Perros bajo una lluvia solitaria

Perros bajo una lluvia solitaria

Por Silvia Hopenhayn
La palabra perro es casi parte de la condición humana. En la literatura, son muchos los títulos que la incluyen. Desde novelas muy antiguas y ejemplares, como El coloquio de los perros , de Miguel de Cervantes (el célebre diálogo entre Cipión y Berganza, perros del Hospital de la Resurrección, de la ciudad de Valladolid), hasta las más actuales Perros que cantan , de Colum McCann, y Los perros negros , de Ian McEwan (en alusión a las crisis depresivas de Winston Churchill que él mismo llamaba “mis perros negros”), pasando por La ciudad y los perros , de Mario Vargas Llosa.
En la Argentina también hay perros que hablan de los hombres en títulos de libros. Los preciados galgos de Sara Gallardo o los nueve perros de Silvina Ocampo. Entre los más recientes, El niño perro , de Miguel Vitagliano; No sé si casarme o comprarme un perro , de Paula Pérez Alonso, y una obra recién publicada, de atisbo policial y poético, Perros de la lluvia (editorial Norma), de Ricardo Romero (1976).
Esta novela, hecha de seres retaceados y una ciudad en ciernes, renueva el sentimiento de soledad. La unión entre los personajes es nimia, y al mismo tiempo, única. La acción, que cumple la función de un despertar, de una aceleración, transcurre intermitentemente en distintos lugares de Paraná: en sus calles céntricas, en el recorrido del colectivo 10, en el monasterio salesiano, en el cementerio municipal (donde ladra, ronco, el perro Duque), dentro de los túneles, en la vieja estación de trenes. Lo que ocurre se parece a un policial, en clima e inquietud, aunque se desliza hacia la novela existencial. Pero de las existencias actuales, líquidas, demoradas. A tono con Radiohead o Luis Alberto Spinetta. Como la de Angel, el batero con alma de Jedi, Veracruz el bibliotecario, Nazareno y Vicente, los cuidadores del cementerio; personajes “que hablan sin apuro, como si pensaran en voz alta”.
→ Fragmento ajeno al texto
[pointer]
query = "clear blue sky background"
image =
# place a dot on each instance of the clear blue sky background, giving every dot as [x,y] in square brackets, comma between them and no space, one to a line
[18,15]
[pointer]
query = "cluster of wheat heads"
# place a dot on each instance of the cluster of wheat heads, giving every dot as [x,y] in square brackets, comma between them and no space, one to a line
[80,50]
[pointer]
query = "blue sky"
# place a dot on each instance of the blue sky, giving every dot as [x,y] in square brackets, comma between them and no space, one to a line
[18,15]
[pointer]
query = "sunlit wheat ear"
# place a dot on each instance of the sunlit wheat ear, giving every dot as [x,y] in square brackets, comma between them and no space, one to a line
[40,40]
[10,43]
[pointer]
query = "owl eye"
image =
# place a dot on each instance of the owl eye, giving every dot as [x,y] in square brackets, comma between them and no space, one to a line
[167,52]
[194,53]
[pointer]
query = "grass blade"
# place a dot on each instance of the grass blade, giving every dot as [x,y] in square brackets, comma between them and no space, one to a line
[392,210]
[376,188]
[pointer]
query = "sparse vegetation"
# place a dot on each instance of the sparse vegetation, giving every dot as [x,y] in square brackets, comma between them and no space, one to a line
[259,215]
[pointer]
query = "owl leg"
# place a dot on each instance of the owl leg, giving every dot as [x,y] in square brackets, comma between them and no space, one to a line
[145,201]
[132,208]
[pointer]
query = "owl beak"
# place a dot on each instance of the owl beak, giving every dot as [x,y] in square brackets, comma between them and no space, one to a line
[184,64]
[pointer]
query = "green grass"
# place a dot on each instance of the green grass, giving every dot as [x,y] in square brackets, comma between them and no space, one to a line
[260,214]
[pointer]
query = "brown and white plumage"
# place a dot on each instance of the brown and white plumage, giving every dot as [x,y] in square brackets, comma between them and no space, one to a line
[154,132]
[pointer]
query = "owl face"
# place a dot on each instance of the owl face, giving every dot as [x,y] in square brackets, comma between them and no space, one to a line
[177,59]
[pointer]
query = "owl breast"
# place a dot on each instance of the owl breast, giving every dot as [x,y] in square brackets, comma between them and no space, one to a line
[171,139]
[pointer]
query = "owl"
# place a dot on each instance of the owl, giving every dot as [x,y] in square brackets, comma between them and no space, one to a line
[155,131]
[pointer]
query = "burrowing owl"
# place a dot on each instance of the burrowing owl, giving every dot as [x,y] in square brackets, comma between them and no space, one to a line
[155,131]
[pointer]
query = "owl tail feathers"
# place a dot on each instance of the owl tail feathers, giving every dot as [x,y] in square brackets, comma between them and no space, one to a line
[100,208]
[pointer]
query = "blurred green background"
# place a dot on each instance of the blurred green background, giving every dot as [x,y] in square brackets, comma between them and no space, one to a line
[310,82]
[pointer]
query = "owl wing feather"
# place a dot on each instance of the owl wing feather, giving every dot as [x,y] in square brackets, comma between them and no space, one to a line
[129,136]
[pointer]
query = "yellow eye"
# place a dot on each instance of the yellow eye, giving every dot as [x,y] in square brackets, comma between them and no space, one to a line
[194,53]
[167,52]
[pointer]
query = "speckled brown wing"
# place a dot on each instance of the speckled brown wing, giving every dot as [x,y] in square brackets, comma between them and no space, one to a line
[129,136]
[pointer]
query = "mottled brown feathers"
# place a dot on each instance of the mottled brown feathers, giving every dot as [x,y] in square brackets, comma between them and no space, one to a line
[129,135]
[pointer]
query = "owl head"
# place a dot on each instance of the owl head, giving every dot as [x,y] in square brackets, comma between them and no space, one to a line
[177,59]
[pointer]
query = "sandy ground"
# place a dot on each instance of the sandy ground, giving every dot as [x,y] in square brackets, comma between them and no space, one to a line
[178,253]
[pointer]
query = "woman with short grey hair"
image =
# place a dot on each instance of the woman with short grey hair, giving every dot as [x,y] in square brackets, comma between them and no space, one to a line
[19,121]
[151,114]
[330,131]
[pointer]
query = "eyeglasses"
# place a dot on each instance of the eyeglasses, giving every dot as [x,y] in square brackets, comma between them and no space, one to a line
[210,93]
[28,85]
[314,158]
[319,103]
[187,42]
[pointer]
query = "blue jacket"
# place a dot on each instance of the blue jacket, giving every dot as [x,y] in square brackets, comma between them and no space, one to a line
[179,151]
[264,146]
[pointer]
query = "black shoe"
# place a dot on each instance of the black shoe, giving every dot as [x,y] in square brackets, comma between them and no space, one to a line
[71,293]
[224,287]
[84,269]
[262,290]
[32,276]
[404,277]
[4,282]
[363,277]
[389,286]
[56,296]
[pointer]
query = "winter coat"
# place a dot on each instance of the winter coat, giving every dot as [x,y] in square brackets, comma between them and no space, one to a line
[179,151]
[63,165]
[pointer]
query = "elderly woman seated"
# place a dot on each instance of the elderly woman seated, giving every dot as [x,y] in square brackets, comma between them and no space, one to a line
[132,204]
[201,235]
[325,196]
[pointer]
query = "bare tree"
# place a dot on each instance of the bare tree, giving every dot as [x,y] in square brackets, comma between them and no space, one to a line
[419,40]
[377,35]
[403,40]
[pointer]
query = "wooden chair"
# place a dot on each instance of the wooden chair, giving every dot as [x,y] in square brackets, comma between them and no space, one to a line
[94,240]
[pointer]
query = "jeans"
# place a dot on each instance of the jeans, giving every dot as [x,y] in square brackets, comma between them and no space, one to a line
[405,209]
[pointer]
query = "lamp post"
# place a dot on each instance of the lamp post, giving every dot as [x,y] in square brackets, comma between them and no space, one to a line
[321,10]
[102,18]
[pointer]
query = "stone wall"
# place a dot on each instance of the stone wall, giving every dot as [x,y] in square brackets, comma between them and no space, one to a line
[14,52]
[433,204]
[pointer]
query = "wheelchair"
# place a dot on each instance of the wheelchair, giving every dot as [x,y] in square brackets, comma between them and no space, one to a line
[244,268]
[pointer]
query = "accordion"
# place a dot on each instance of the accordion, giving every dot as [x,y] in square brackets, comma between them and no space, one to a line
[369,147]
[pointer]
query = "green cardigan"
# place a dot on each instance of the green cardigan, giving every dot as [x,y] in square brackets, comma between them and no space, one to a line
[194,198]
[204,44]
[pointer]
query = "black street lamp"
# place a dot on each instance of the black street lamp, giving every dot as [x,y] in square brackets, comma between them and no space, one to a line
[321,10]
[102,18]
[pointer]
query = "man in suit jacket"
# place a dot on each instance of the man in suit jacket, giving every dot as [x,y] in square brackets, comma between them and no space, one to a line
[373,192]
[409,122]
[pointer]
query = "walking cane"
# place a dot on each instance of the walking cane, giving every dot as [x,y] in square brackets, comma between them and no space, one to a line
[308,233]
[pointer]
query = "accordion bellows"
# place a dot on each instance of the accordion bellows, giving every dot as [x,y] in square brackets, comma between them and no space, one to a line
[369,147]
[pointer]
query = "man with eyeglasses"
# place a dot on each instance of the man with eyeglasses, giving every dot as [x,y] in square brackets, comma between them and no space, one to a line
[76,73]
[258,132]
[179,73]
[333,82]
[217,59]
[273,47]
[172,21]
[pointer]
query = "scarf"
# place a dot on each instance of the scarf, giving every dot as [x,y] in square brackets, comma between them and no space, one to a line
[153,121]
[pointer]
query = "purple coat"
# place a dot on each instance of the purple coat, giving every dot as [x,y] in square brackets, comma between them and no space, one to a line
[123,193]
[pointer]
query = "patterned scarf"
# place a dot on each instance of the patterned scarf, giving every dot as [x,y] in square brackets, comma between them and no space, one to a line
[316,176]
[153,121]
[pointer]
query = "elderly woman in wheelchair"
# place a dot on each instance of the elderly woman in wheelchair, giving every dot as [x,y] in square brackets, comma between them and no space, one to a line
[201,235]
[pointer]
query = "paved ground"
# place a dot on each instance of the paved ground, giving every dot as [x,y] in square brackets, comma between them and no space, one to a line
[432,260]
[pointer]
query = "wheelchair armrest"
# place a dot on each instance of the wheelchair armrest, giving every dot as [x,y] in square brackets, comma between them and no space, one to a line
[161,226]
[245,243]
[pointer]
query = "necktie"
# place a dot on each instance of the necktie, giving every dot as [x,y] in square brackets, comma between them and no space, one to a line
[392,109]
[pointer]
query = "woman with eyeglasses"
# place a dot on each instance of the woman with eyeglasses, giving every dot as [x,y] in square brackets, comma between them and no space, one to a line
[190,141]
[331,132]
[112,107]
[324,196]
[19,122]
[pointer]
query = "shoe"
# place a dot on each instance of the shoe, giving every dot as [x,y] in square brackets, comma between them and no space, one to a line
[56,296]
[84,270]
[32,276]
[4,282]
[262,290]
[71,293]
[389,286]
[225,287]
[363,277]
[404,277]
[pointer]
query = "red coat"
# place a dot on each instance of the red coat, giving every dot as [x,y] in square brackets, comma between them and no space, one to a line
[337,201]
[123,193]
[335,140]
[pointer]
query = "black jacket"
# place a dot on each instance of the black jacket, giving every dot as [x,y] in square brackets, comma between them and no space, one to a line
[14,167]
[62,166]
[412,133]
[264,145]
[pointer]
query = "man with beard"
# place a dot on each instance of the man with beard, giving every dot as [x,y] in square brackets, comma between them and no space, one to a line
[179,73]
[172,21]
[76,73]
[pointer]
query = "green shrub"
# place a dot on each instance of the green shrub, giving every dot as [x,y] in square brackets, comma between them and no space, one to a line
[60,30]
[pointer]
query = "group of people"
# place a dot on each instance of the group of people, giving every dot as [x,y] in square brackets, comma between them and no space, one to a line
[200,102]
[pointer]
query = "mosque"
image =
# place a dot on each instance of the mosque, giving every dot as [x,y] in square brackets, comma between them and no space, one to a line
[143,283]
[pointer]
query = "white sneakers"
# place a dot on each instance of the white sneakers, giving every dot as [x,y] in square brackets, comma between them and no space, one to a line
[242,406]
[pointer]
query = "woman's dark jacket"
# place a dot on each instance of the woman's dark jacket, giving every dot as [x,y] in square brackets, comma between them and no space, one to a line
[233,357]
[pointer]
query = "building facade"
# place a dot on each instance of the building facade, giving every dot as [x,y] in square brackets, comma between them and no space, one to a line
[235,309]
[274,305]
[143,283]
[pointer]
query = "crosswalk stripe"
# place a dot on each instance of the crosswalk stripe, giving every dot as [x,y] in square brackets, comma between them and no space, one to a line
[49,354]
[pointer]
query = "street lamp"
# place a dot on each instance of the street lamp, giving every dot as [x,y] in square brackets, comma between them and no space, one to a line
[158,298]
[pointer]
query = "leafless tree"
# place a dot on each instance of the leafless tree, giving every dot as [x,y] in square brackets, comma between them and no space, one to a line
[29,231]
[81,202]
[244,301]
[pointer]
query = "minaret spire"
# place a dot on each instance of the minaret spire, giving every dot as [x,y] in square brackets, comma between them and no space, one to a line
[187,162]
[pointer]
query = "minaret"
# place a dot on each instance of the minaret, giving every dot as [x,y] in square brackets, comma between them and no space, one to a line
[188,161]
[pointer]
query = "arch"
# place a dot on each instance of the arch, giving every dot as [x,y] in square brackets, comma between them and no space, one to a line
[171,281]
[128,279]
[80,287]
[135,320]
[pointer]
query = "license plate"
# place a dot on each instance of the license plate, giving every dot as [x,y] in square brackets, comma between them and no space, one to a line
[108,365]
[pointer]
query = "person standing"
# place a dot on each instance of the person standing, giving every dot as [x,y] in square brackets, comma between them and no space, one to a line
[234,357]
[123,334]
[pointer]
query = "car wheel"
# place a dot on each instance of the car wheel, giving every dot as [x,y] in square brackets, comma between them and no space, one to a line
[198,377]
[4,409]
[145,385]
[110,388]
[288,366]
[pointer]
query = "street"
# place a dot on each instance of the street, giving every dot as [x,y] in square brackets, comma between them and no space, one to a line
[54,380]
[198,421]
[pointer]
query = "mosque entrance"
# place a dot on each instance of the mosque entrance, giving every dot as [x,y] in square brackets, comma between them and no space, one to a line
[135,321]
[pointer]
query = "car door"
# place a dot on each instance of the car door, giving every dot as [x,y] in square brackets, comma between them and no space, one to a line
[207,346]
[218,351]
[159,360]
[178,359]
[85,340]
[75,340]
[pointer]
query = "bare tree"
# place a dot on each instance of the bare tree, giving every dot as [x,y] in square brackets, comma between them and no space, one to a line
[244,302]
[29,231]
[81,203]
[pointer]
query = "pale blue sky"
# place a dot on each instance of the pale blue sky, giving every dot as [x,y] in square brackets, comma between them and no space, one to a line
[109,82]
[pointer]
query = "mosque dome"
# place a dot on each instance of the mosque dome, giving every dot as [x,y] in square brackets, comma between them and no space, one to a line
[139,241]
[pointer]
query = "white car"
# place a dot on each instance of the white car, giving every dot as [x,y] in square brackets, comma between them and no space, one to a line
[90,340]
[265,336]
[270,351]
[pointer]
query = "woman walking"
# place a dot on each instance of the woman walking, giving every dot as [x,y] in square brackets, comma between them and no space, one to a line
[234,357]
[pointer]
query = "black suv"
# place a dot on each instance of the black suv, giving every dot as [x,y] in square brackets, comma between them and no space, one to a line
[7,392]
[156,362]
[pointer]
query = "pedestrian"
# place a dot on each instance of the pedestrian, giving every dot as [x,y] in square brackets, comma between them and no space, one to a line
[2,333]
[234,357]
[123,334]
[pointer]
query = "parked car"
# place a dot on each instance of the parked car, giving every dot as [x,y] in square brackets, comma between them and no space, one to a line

Al igual que los policiales que Romero publicó en el sello editorial Negro Absoluto – El síndrome de Rasputín (2008) y Los bailarines del fin del mundo (2009)-, Perros de la lluvia tiene uno de los mejores últimos comienzos: “Fue como un mareo. De repente, al doblar una esquina céntrica, con la tormenta enroscándose y tardando sobre el cielo de la ciudad, con el trueno limpiando los ruidos de la calle, Baltasar escuchó sus propios pasos. Eran pasos largos, de una sonoridad dura. Eran pasos que nunca había escuchado. Bajó la mirada y vio sus pies calzados con unas zapatillas náuticas escandalosamente blancas. La luz de esa sofocante tarde de diciembre tenía una elocuencia de milagro. Sus pies quedaban muy lejos de sus ojos y eso le daba vergüenza”.
De esta forma sonora ingresamos en esta novela, que sintoniza con el “ruido blanco” (voz del azar, sonido aleatorio) de la noche.